Few books make me laugh out loud, but the acidic and wry humour here is pure entertainment. With the gentle intrusion of an omniscient narrator, who provides a series of observations from a contemporary viewpoint as well as injecting dry asides as to the moral integrity of the aristocratic family, the book sparkles with wit. Malvaldi excels in a series of humorous little vignettes, detailing the weaknesses and foibles of these eccentric and incredibly dislikable people. Characters are described variously as having the intelligence of a fruit bowl, or dressing in a cross between a monk’s habit and a grain silo. Much fun is poked at the idiosyncrasies of the rich along with cynical asides about the politics and social mores of the period.

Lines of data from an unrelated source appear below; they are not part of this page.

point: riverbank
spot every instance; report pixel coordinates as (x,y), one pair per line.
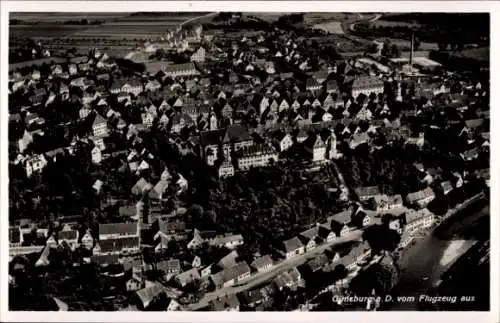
(422,264)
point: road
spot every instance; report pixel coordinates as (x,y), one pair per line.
(283,266)
(351,25)
(425,258)
(208,15)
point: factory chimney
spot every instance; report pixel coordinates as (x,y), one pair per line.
(411,51)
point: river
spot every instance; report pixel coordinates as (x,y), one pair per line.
(423,264)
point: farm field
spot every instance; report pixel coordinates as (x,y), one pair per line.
(386,23)
(43,31)
(334,27)
(53,17)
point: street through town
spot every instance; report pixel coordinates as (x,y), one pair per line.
(281,267)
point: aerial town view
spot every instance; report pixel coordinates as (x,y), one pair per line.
(249,161)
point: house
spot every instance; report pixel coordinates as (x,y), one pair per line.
(118,230)
(368,192)
(180,70)
(293,247)
(417,220)
(366,84)
(68,235)
(312,85)
(199,55)
(226,169)
(386,203)
(319,150)
(317,263)
(470,154)
(87,240)
(290,279)
(196,241)
(232,275)
(310,238)
(187,277)
(263,263)
(229,241)
(145,296)
(99,126)
(255,299)
(325,233)
(158,190)
(228,260)
(16,237)
(447,187)
(256,156)
(169,267)
(227,303)
(140,187)
(340,223)
(406,238)
(96,155)
(283,140)
(173,305)
(235,135)
(421,198)
(123,246)
(361,219)
(134,283)
(34,164)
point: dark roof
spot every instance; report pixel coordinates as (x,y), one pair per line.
(118,244)
(367,191)
(262,261)
(225,302)
(292,244)
(178,67)
(366,81)
(14,235)
(318,262)
(118,228)
(236,133)
(105,259)
(256,150)
(67,235)
(213,137)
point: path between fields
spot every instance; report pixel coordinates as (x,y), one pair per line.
(285,265)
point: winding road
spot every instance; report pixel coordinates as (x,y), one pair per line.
(283,266)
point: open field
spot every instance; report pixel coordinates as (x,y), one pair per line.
(334,27)
(44,30)
(386,23)
(52,17)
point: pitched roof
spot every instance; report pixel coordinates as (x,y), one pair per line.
(67,235)
(419,195)
(188,276)
(292,244)
(116,245)
(118,228)
(231,273)
(178,67)
(367,191)
(213,137)
(105,259)
(262,261)
(226,302)
(236,133)
(318,262)
(229,260)
(146,295)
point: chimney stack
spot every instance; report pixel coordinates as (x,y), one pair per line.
(411,52)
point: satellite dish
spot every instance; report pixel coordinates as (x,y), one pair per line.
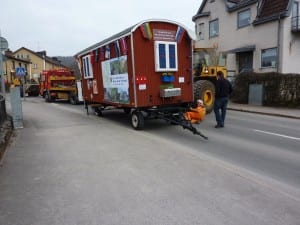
(3,44)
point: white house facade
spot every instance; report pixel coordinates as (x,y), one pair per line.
(256,35)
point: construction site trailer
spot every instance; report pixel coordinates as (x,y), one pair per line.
(145,70)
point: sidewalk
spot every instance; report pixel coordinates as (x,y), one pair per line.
(273,111)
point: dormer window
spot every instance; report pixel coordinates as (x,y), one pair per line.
(244,18)
(213,28)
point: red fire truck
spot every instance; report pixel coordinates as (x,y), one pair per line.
(58,84)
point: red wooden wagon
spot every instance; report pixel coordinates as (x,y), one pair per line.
(146,70)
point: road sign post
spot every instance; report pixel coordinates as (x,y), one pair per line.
(3,47)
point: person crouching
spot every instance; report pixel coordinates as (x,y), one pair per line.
(196,115)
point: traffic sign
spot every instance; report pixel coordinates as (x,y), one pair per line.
(3,44)
(20,72)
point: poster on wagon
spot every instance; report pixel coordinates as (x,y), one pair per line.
(115,80)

The natural alacrity and joie de vivre of Artusi is set against the rather buttoned down dryness of his eminent hosts. The author garners considerable enjoyment from the jokes at their expense.
The rumbustious Artusi is a wonderfully warm and multi-layered character, seemingly intent on just sampling the earthy and rustic Tuscan fare for his cookery book, but actually donning the mantle of detective with consummate ease, walking in the footsteps of his hero Holmes. Added to the mix is local policeman l’inspettore Artistico, who has little time or patience for the demands of the Roccapendente family, but who forms a touching alliance with our chef in the course of the investigation, particularly in the wake of a second attempted murder.
It is not a thick book, but a fully satisfying one not only due to how the unfortunate butler is dispatched, but also because of how this death unearths such a viper’s nest of corruption. The plot unfolds with all the charisma of a traditional Agatha Christie, but its near-the-knuckle humour and bizarre characters provide an all together more fulfilling reading experience. A perfectly bijou and mischievous crime book, I would be more than happy to read it again in years to come.
(With thanks to Europa Editions and Quercus for allowing me to discover Malvaldi)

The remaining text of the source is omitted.